1.I can think of at least one historian who did take note of this event. He goes by the name of St. Matthew.
2.Since Jerusalem was dominated by the religious establishment, which was hostile to Christ, is there some reason to expect that a Jewish writer unsympathetic to the Messianic claims of Jesus would, in fact, record this vindicatory episode for posterity?
After all, the unspoken assumption of Curry’s objection is that we can discount Matthew since Matthew is a sympathetic source. We can only trust a hostile witness.
But, by definition, a hostile witness would be disinclined to report an incident unfavorable to his own cause.
3.Assuming, for the sake of argument, that someone like Josephus corroborated this event, unbelievers routinely discount the reported miracles in Josephus—just as they discount the Testimonium Flavianum.
4.Finally, Curry fails to draw an elementary distinction between what was written and what was preserved.
As Martin Hengel has pointed out:
“The basic problem in writing a history of early Christianity lies in the fragmentariness of the sources and haphazard way in which they survived. However, this situation hampers not only research into the origins of our faith, but also the study of ancient history generally, in both the political and the cultural and religious spheres.
“What we know is largely dependent on often quite chance circumstances…Our knowledge is even more fragmentary when it comes to the fortunes of individual areas and provinces. How very little we really know about Syria in the 1C BC and the 1C AD, above all about the religious atmosphere prevailing there in that period, or about Judaea under the Roman prefects between AD 6 and AD 41 (which is even closer to the heart of the NT scholar)! Our knowledge of the Roman province of Judaea (which in the meantime had become independent) in the period between the Jewish War of AD 66-74 and the Bar Kochba revolt (AD 132-135) is even slimmer…What is true of Syria can be said to b even more true of tiny Palestine…Here our knowledge is essentially based on what rats and worms happen to have left on the scrolls in the caves of the wilderness of Judaea.
“We have already seen that our lack of sources is often due to the fortuitous and apparently external circumstances. Another factor is the whole complex of problems associated with the nature of books in antiquity and the transmission of ancient texts. The writing and reproduction of books was a much more wearisome business than it is today. As a rule, for technical reasons alone, an author was compelled to keep his material within strict limits. He had to make careful plans in advance so that his work would be the right length, since there was comparatively little room on papyrus scrolls and they were very expensive indeed, given the wages earned by the majority of the population. By and large, only rich people could afford a large number of books.
“A further problem is the copying and handling down of early historical works, where chance, external difficulties of transmission and various questions of content have all contributed to the destruction and reduction of sources. Hardly any of the great historical works of the Hellenistic and Roman period have come down to us unabbreviated. Extensive gaps in the text and abbreviation in the form of summaries are the rule here.

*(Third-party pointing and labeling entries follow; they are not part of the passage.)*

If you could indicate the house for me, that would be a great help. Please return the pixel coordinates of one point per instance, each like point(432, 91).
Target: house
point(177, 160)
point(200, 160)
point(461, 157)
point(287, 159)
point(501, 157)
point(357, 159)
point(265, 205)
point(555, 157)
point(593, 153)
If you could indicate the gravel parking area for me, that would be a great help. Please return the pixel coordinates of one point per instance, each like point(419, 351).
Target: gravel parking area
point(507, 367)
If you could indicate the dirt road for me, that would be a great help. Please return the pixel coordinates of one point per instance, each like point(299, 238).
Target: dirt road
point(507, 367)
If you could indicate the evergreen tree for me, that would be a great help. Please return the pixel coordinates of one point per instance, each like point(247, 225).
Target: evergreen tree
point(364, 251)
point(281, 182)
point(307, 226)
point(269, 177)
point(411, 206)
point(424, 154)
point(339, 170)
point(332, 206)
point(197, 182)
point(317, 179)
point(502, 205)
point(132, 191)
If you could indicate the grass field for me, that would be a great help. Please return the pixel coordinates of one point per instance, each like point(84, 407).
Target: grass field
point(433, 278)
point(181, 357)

“I need mention only the three most important Greek historians of the Hellenistic and Roman period in this connection. These were Polybius and Diodore, each of whom wrote a history of the world in forty volumes…and Dio Cassius…whose History of Rome extended to eighty books. WE have only about a third of Polybius’ work, with the first five books in their entirety; sixteen books of Diodore, and some very fragmentary excerpts; while from Dio Cassius we have books 36-60, fragments of books 78 and 79, and some very abbreviate summaries from the Byzantine period.
“The 144-voume history of the world written by Nicolaus of Damascus, a friend of king Herod, who composed his work in Jerusalem, ahs been lost completely—presumably, like most ancient histories, because of its excessive length.
“However, even smaller works did not escape unscathed. Of the sixteen books of Tacitus’ Annals, which are fundamental to our knowledge of Roman history in the 1C AD, books 7-10 are missing. They are important for the history of the NT period as they covered the years 37-47 and also dealt with the situation in Judaea under Tiberius and Caligula. Of the sixteen books of his Histories, about the period from the death of Nero to Nerva, we have only books 1-4 and the beginning of 5 with its notorious anti-Semitic account of the Jews and the conquest of Jerusalem,” Acts & the History of Earliest Christianity (Fortress 1980), 3-7.